Feat: Checksum validation #22
Description
Currently, packages can be published and subsequently modified without any repercussions. This is great for flexibility but poses an issue with regards to security and tampering.
Who's to say one could grab a GitHub token and commit a malicious header or a crypto mining bot in a binary? With how lax security is in the Quest community (analyzhing and auditing binaries is hard to do so itself), this can cause major issues in the future.
Proposal: Add checksum validation in QPM-Rust. Here's a few options we could explore:
- Backends such as
qpackages||(and any future ones for that matter)|| could provide a checksum endpoint which is immutable after a package is published. This checksum could be used to validate both binaries and possibly the repo itself, though the latter being a more technical challenge. - Calculate the checksum on download and store it in
qpm.shared.json(which should now be comitted in every repo). This poses an issue if someone were to be using a locally installed package with conflicting versions, say a PinkCore dev build for updating to 1.28. - Use the GitHub API for determining the checksum, as it's provided both by the git commit hash and GitHub's REST API. This however does not address the fundamental flaw related to binaries though, since they can be reuploaded.
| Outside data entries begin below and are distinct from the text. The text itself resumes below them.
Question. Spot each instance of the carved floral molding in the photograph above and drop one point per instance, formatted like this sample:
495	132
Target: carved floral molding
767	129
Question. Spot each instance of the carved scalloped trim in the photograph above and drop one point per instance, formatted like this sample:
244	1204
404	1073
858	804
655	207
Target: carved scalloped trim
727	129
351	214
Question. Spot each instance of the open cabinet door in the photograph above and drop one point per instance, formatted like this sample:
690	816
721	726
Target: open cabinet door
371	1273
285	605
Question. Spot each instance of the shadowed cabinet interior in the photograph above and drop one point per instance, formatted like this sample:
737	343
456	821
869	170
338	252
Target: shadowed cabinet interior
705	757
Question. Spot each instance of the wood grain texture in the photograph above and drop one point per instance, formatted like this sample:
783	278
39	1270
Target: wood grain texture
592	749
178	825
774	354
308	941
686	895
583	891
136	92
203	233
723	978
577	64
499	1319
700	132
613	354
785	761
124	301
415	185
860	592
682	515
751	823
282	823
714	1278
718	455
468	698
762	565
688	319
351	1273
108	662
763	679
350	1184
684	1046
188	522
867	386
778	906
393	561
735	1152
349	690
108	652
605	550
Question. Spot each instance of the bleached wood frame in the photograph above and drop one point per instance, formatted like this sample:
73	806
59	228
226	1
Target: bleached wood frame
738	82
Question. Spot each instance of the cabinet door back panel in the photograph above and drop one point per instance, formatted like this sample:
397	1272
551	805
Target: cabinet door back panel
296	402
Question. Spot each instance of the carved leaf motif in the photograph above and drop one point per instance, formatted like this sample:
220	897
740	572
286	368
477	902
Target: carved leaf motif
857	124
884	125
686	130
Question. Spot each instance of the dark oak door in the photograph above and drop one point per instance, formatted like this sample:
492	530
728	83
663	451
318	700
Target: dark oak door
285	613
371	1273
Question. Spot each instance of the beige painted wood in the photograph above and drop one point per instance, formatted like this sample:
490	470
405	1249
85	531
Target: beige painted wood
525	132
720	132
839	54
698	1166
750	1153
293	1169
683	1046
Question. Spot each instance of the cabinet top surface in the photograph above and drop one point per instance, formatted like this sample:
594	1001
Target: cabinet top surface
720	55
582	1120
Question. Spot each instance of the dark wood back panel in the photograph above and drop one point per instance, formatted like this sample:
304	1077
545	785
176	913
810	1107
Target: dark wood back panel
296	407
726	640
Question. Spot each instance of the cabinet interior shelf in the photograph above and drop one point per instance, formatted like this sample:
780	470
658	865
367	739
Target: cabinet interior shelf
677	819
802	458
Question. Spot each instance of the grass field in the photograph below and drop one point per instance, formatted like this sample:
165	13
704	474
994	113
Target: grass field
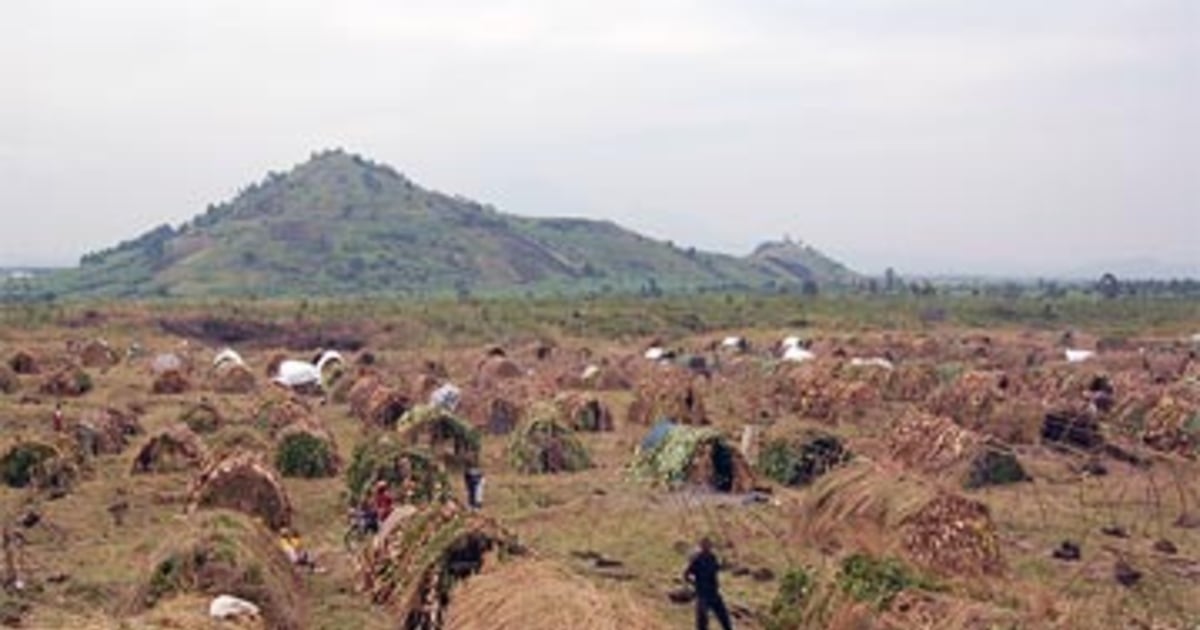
81	568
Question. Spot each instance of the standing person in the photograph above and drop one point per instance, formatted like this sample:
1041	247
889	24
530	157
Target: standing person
474	480
382	501
701	574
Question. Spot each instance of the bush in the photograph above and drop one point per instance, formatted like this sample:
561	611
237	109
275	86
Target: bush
877	581
799	462
787	610
19	465
381	460
305	455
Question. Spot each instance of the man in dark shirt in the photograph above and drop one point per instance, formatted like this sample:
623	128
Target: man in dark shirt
701	574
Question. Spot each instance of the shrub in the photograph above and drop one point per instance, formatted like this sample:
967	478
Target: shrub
787	610
305	455
799	462
19	465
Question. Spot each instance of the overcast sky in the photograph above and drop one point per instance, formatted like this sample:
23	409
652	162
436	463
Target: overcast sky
963	136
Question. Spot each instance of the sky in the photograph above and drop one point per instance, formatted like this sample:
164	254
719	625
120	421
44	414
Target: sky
931	136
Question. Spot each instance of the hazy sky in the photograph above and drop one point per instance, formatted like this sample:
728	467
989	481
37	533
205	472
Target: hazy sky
967	136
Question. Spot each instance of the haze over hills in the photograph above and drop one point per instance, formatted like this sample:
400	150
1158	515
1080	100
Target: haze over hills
340	223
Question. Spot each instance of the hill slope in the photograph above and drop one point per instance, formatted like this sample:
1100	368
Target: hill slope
342	225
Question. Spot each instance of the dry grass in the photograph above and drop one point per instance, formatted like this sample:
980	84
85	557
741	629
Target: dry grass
82	561
531	594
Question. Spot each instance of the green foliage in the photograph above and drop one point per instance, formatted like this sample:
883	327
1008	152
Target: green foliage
83	382
305	455
545	444
389	461
202	419
877	581
797	462
21	463
995	467
787	610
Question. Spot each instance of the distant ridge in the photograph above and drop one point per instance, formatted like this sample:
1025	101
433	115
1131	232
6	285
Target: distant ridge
340	225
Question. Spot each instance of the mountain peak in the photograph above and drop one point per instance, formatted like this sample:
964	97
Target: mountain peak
340	223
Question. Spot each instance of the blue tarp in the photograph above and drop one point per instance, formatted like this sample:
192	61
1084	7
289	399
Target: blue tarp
657	436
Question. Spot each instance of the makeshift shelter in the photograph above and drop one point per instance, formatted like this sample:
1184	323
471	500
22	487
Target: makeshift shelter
172	382
936	445
531	594
941	532
384	407
42	466
411	474
693	456
585	413
816	390
97	353
9	381
496	369
168	363
801	459
545	444
231	377
911	382
237	438
453	441
203	418
174	450
276	413
70	381
1173	424
244	483
223	553
413	563
671	399
106	431
306	450
502	417
24	363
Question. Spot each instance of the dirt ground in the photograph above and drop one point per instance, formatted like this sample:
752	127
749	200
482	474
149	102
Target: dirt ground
623	534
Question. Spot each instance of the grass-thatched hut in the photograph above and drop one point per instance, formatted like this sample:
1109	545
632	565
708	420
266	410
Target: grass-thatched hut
413	565
586	412
174	450
412	474
53	468
70	381
861	503
798	460
546	444
451	439
669	399
97	353
9	381
225	552
24	363
693	456
106	431
277	413
306	450
171	382
203	418
243	483
936	445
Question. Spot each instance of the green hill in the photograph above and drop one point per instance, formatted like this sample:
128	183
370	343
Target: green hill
342	225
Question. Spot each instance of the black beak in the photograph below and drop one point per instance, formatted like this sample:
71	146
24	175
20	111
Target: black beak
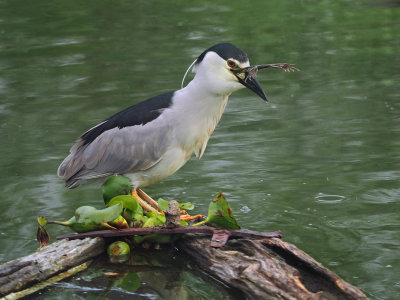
253	84
248	80
247	76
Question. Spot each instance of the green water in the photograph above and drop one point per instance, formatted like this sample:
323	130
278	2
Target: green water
321	161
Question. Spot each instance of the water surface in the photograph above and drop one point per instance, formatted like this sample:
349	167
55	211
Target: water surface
320	161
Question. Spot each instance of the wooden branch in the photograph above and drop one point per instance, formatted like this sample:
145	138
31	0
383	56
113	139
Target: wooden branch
224	234
48	261
268	269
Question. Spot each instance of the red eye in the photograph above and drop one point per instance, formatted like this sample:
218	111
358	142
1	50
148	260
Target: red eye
231	63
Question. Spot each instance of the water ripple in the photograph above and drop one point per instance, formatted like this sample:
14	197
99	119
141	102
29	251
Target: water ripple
329	199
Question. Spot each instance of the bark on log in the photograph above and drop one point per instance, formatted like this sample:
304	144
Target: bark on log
260	269
268	269
47	262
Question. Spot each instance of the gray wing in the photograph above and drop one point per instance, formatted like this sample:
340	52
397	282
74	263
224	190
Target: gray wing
116	151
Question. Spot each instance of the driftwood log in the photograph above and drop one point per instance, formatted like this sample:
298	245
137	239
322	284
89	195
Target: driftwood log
267	268
47	262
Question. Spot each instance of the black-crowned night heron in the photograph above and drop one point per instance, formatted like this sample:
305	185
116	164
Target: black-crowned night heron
153	139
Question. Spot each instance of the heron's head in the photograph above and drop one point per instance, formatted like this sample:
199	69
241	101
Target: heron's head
223	68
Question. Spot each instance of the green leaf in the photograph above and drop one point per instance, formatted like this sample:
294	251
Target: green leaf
89	214
130	282
116	185
154	219
220	214
118	252
186	206
162	204
42	236
119	223
133	210
42	221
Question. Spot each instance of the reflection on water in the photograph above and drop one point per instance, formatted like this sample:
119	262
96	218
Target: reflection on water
320	161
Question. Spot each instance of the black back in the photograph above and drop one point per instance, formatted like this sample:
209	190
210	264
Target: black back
226	51
138	114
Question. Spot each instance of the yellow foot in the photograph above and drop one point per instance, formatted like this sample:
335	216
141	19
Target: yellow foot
191	218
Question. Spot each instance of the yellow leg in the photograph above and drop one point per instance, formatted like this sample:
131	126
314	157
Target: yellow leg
147	198
142	203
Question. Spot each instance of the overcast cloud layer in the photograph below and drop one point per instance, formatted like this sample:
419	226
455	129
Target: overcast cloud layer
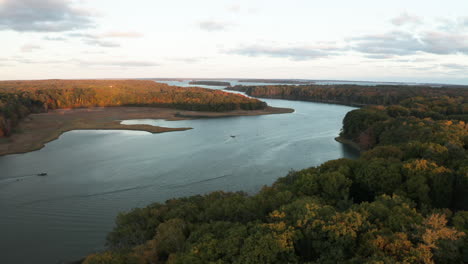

Maybe a combination of all these 3 solutions could be ideal, though it is up for discussion.
The following would occur if a checksum would be invalid for whatever reason:
- In CI: throw an error, this is not a bug and should not be allowed. Since CI is commonly used for tests, regression and even releasing mods, it could be dangerous if abused by modified binaries.
- Locally: Warn the user that the binary has been modified and display both checksums.